自粛なんてぶっ飛ばせ!ピエール瀧も斎藤工も怪演『麻雀放浪記2020』

麻雀放浪記

映画評論家・秋本鉄次のシネマ道『麻雀放浪記2020』

配給/東映 丸の内TOEIほかにて全国公開中
監督/白石和彌
出演/斎藤工、もも、ベッキー、ピエール瀧、竹中直人ほか

ピエール瀧の逮捕で公開が危ぶまれていたモンダイ作が、配給の東映の英断・蛮勇により、あえて世に問う、という形で晴れて日の目を見たことにホッとしている。

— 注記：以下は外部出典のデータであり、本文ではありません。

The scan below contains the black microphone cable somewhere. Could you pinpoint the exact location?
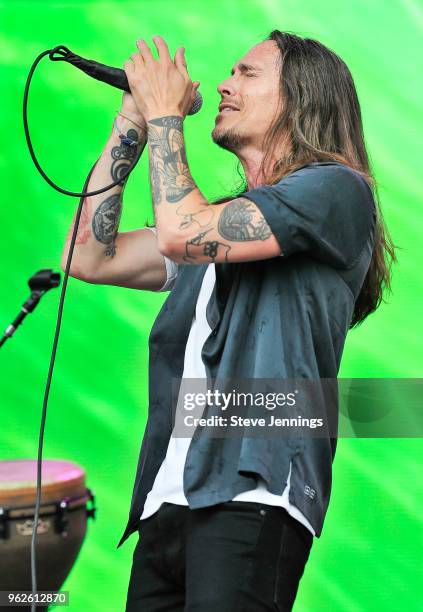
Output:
[23,47,145,612]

諸般の事情でマスコミ試写をやらなかったので、封切り初日第1回をしっかり観てきた。公開されるまで何が起こるか? と安心できなかっただけになおさらだ。これで、今後、重要関係者の不祥事でその出演作までもが〝連帯責任〟を取らされる〝自主規制〟に一定の歯止めがかかったことは評価したい。

さて、『孤狼の血』(18年)など、現在の日本映画界で最も信頼印の1人、白石和彌監督作だけに、正味の内容はどうなんだ?

終戦直後の日本からタイムスリップして、その男・坊や哲(斎藤工)は、東京で行われるはずだった一大イベントが中止となった2020年に現れた。彼の目に映る、戦後とはまた別の意味で壊れたニッポンの只中で、若き天才ギャンブラーはどう闘うのか?

 

異端だが傑作

言わずと知れた阿佐田哲也原作のベストセラー小説『麻雀放浪記』は、84年に和田誠監督により正統派タッチで映画化されているが、こちらは“2020”と付くだけあって、大異端となっていた。時空を越えて、五輪中止の20年に、九連宝灯と落雷のためタイムスリップした坊や哲が麻雀タレントとなり、五輪の代替えの麻雀五輪に出場する、という設定がユニーク。この時代、警察国家、管理国家となっており、〝近未来もの〟としても面白い。あり得ない5枚目の五筒(ウーピン)の扱い方とか、ママ&ドサ健&出目徳というおなじみの人物を終戦直後のシーンとは別キャラの麻雀五輪の出場者として使う手法も納得がゆく。

最後は自動宅が電磁波テロで使えなくなり、手積みで打つあたり昭和感満点。感動した。主人公の麻雀タレントとしての呼び名が〝昭和哲〟。フンドシ姿で珍・熱演する斎藤工の潔さ! 私事で恐縮だが、ボクも〝昭和生まれの鉄〟だけに親近感を覚える。この際、〝昭和鉄〟って呼んで(苦笑)。

現代で坊や哲を救う麻雀メイド役のヒロイン・ドテ子を、もも(人気姉妹ユニット『チャラン・ポ・ランタン』のボーカル)が〝聖少女的公衆便所女〟という不思議な癒やしキャラを、なかなかのインパクトで演じている。土手でもどこでもヤラせるから〝ドテ子〟って名前もスゴいが、シマウマとしか感じない性癖で、相手にシマウマの面を被せて〝バーチャルSEX〟するのが面妖でワイセツ。

毎週〝打つ〟ボクなので〝麻雀もの〟にはうるさい方。これは一見ヘンな映画に見えて、実は筋の通った〝騒然たる〟傑作ではないか。おクラ入りしなくて良かった。あらためて、作品に罪はない!